As recruiters we know quite a bit about onboarding. We’ve probably talked to you through the whole process, listened to how your interview went and likely delivered you the news that the job is yours. We’ve probably spoken to your manager and organised who you ask for on your first day, where you go and what you should wear.
Then, we call you on your first day and there was no login for your computer, or you weren’t quite sure what you were meant to be doing. It’s interesting how important this emotional reaction to a candidates’ first day can impact their impression of the job and the organisation.
First impressions count
We spend most of our life working. Onboarding is the first touch point in the employee experience. This is a crucial point – if you are a new employee you are typically very engaged and ready to learn but you are also assessing if the role and company aligns with what you had anticipated. So, if your organisation has taken on a new employee, now is the time to engage them. Failure to do so could mean that your entire recruitment process to find this amazing candidate could ultimately end in the employee leaving within the space of a few months.

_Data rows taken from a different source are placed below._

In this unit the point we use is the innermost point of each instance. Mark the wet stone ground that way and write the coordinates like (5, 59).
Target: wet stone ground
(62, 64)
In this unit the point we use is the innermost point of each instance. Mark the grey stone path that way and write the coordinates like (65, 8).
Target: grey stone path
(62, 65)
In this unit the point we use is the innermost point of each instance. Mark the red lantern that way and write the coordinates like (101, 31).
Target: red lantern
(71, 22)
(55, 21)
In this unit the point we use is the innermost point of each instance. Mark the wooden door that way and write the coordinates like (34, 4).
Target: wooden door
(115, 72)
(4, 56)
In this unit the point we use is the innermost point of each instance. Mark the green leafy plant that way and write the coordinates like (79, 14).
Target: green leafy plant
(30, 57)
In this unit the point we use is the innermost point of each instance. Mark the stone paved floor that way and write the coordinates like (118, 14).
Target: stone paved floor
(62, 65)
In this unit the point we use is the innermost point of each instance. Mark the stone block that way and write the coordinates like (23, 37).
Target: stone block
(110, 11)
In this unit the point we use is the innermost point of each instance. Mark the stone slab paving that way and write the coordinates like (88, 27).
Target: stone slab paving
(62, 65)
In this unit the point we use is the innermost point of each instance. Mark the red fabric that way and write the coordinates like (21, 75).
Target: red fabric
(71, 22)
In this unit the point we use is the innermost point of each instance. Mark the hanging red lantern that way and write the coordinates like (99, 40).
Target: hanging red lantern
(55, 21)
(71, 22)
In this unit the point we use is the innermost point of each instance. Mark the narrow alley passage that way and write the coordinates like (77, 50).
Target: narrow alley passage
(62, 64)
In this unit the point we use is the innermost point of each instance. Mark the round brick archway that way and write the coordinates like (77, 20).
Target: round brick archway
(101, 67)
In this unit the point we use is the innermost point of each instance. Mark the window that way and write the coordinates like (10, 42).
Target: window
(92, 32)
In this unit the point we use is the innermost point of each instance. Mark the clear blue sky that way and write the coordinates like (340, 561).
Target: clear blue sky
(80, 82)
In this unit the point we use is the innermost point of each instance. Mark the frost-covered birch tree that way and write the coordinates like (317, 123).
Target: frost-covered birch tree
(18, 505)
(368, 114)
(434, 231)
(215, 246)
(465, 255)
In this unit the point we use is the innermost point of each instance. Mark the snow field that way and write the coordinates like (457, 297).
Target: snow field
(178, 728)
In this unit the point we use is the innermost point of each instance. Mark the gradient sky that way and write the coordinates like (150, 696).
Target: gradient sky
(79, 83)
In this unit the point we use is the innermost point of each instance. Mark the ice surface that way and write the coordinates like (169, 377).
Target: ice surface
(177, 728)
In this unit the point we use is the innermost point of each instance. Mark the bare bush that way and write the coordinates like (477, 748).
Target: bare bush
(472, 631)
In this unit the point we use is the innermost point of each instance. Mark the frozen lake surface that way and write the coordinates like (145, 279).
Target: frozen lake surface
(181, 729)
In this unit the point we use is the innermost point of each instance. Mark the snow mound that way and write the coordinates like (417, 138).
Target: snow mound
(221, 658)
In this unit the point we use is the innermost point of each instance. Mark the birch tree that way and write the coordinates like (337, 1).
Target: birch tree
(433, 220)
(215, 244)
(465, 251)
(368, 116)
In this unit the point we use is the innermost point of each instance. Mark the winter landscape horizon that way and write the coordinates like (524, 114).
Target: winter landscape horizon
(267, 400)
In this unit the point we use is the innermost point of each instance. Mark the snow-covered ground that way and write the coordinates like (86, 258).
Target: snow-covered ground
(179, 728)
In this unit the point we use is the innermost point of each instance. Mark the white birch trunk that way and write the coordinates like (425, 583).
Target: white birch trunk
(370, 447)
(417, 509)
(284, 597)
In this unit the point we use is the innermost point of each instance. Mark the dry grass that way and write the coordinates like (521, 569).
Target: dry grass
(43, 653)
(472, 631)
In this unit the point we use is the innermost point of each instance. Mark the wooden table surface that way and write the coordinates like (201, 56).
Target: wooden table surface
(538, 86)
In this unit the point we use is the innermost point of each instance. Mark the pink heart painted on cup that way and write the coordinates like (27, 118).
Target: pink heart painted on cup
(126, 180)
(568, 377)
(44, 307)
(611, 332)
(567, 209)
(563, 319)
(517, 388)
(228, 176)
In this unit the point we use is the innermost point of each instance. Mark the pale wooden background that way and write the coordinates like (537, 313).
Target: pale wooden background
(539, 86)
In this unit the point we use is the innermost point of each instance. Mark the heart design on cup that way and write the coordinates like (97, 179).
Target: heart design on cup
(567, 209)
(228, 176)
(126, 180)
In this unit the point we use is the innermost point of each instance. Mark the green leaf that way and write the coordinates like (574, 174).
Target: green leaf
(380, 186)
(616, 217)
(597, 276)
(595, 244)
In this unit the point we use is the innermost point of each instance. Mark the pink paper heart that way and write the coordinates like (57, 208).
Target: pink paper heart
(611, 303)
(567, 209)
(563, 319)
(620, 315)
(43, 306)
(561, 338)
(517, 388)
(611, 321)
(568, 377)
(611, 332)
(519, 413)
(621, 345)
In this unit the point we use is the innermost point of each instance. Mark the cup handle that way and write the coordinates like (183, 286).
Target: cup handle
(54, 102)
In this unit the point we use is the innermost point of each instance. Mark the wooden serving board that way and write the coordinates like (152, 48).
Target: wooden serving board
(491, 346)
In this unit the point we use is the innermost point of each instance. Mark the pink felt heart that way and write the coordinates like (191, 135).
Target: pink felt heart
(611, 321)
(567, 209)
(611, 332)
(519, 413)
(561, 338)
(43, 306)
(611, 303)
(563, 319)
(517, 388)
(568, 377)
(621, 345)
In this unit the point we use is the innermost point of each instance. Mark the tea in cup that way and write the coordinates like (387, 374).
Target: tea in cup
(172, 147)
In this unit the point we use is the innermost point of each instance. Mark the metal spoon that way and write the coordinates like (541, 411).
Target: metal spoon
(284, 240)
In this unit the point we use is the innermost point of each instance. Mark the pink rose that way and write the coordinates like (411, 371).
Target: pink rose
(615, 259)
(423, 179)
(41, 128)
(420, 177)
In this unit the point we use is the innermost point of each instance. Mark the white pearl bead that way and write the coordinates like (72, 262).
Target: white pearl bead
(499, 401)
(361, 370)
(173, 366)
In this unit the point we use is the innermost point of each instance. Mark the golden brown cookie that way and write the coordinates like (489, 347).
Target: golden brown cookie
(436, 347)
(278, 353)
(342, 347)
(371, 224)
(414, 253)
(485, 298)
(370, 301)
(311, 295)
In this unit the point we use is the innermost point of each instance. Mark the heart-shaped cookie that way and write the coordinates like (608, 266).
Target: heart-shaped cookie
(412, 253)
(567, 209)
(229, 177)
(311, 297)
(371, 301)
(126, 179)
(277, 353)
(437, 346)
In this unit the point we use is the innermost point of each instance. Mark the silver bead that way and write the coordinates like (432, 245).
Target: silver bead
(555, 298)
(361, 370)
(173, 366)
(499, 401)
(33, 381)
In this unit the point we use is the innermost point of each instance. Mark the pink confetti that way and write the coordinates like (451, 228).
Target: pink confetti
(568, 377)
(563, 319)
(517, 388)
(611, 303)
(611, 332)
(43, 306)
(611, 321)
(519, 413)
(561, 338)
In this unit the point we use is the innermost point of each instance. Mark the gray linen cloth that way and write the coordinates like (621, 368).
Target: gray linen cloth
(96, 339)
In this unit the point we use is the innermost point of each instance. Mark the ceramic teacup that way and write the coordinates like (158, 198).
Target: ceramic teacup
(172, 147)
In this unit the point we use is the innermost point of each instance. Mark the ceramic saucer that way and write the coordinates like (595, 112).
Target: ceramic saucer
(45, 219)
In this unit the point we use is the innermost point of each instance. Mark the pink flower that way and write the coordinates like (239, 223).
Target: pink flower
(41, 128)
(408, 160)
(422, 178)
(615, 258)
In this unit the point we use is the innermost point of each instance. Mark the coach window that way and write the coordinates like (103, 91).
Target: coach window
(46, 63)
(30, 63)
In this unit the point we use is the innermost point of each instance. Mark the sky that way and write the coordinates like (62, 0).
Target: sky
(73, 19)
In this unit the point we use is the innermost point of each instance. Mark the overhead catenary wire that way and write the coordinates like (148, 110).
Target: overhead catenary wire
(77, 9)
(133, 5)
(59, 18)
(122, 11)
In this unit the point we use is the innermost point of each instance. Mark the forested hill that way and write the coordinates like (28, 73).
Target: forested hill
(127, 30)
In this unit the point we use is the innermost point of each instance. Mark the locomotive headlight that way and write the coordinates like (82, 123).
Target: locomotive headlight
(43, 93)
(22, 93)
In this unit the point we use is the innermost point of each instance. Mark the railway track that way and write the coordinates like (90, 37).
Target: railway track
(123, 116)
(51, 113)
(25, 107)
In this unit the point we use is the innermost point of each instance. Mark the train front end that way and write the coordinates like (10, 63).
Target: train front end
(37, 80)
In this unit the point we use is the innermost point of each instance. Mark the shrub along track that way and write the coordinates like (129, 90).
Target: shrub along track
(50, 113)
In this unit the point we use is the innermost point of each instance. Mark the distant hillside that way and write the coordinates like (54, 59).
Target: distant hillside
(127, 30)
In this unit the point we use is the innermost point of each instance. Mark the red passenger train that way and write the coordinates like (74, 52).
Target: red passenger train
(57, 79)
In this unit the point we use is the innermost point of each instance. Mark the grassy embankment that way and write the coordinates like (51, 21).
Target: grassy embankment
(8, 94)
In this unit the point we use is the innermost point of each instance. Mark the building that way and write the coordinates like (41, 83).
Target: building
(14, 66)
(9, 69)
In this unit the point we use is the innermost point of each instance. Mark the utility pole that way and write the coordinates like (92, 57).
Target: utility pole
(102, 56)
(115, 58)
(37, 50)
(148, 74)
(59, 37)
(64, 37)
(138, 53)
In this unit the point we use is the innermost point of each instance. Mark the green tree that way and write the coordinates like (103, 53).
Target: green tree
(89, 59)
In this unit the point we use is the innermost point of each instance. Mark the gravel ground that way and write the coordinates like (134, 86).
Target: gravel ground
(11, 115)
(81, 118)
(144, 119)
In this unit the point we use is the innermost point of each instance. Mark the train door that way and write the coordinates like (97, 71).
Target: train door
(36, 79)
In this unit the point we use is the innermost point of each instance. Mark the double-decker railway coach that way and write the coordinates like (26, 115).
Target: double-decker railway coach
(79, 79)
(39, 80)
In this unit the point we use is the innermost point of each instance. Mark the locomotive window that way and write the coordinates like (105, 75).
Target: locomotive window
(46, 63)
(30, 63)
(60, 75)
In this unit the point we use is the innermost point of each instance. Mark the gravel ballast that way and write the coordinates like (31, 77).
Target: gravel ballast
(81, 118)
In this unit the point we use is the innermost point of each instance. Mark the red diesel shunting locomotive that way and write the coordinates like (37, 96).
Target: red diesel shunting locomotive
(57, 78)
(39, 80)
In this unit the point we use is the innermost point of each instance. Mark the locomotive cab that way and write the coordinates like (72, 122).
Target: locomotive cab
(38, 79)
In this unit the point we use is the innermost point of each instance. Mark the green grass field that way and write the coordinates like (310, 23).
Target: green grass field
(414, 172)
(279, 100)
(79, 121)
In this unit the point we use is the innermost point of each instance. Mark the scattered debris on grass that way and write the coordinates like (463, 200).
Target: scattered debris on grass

So how should you engage an employee? Set structure and expectations. Onboarding will usually require collaboration across several areas, such as HR and IT and the reality is that sometimes things will not go smoothly, however having a plan for how to engage the employee and make them feel welcomed will be key. Setting someone up as a buddy for the new employee, while sounding a bit juvenile, gives them someone other than their manager who they can ask questions of. The first few weeks in a job are also about the new employee acclimatising socially and feeling emotionally safe and having a buddy as a conduit to meet other employees can assist them to find their place. If an employee doesn’t acclimatise to a level where they feel emotionally safe they will likely not participate wholeheartedly, be less likely to volunteer their opinion, less collaborative and potentially less productive.
Define their role
Take the time with a new starter to sit down and define the parameters of their role. Do this early so that the employee has an accurate expectation of what they will be doing over their first few weeks as they learn about their role and the company. This will also alleviate stress to the new employee as they will be able to see that while you will hold them accountable, you also care about their success. Following this meeting, ensure you take time to catch up ideally face to face with the employee at a set time, potentially weekly, more if appropriate during their first few weeks or months. Having the expectation of a check in provides security for the new employee.
Stress is normal
Remember that there is no magical way to remove stress. Starting a new job and adjusting to a new workplace will never not come with some pitfalls. Stress and anxiety is a normal part of change; and changing jobs can be a huge change and have effects across all areas of a person’s life. How they view themselves may change due to their job, even small details down to their commute will all be affected. Reassure the employee that these types of emotions are normal, and transient.
A changing cycle
The employee lifecycle is not stagnant. It is alive and grows and changes over time. Onboarding is the first of these stages, followed by a period of initial development, ongoing development and retention, through to the final stage, separation (some models also include two other stages, attraction and recruitment, which occur before onboarding). As an employee moves through these stages their requirements will change so it is important to set a regular review cycle early in the employment cycle to identify these changes.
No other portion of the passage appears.